10年ほど前に祖父が亡くなり、一人暮らししていた祖母も2022年末に亡くなった。実家が空き家になるのは大変だからと、伯父さん夫婦が祖父の家に引っ越してきたのが昨年になる。
祖父が亡くなってから、古切手とか切符とかこまごましたものは古物商に売ってしまったらしい。だが家具や調度品は結構そのまま残っている。
ずっと気がかりだったのもあり、祖母が亡くなったあとに、私は両親に調度品の中のひとつであるサンゴの置物をもらいたいと相談した。これはお茶の間の食器棚の上にずっと飾られていたもので、多分私が生まれる前からあったんじゃないだろうか。公務員をしていた祖父が県の土木課に勤めていた知り合いからもらったものだというそのサンゴは、祖父が特注したというガラスケースに収められていて、かろうじて両手で抱えられるほどの大きさがある。サンゴの色は白くて花びらのような繊細な骨格が見られる。小さいころからこれを眺めるのが好きだった。

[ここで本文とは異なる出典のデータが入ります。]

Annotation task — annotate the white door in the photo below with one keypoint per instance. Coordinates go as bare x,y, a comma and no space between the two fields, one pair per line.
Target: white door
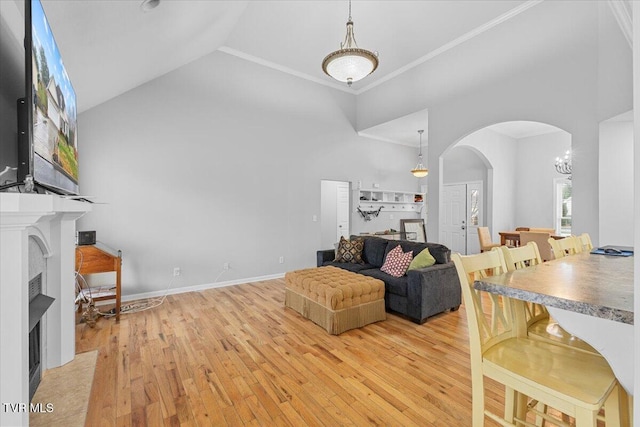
462,215
453,223
342,210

去年の9月に帰省した時に、伯父から持って帰ってよいと言われ、誰も動かしたことのなかったガラスケースを慎重に食器棚から下ろし、掃除をしてプチプチに包み、さらに段ボールで保護してから自分の軽自動車の荷台に乗せて帰ってきた。食器棚から下ろす手伝いを弟に頼んだら、「サンゴなんてあったことも気づかなかった」と言っていたから、まあ私がもらっても誰も文句は言わないだろう。
今このサイトのアイコンにしてるのはこの祖父の形見です。書斎の出窓のところに置いて、作業の合間に時々眺めている。調べてみたら、ウミバラというサンゴの中でも割とありふれた種類ではあるらしい。長崎の南の海の底からやってきたそれは、書斎の中で異様な存在感を放っている。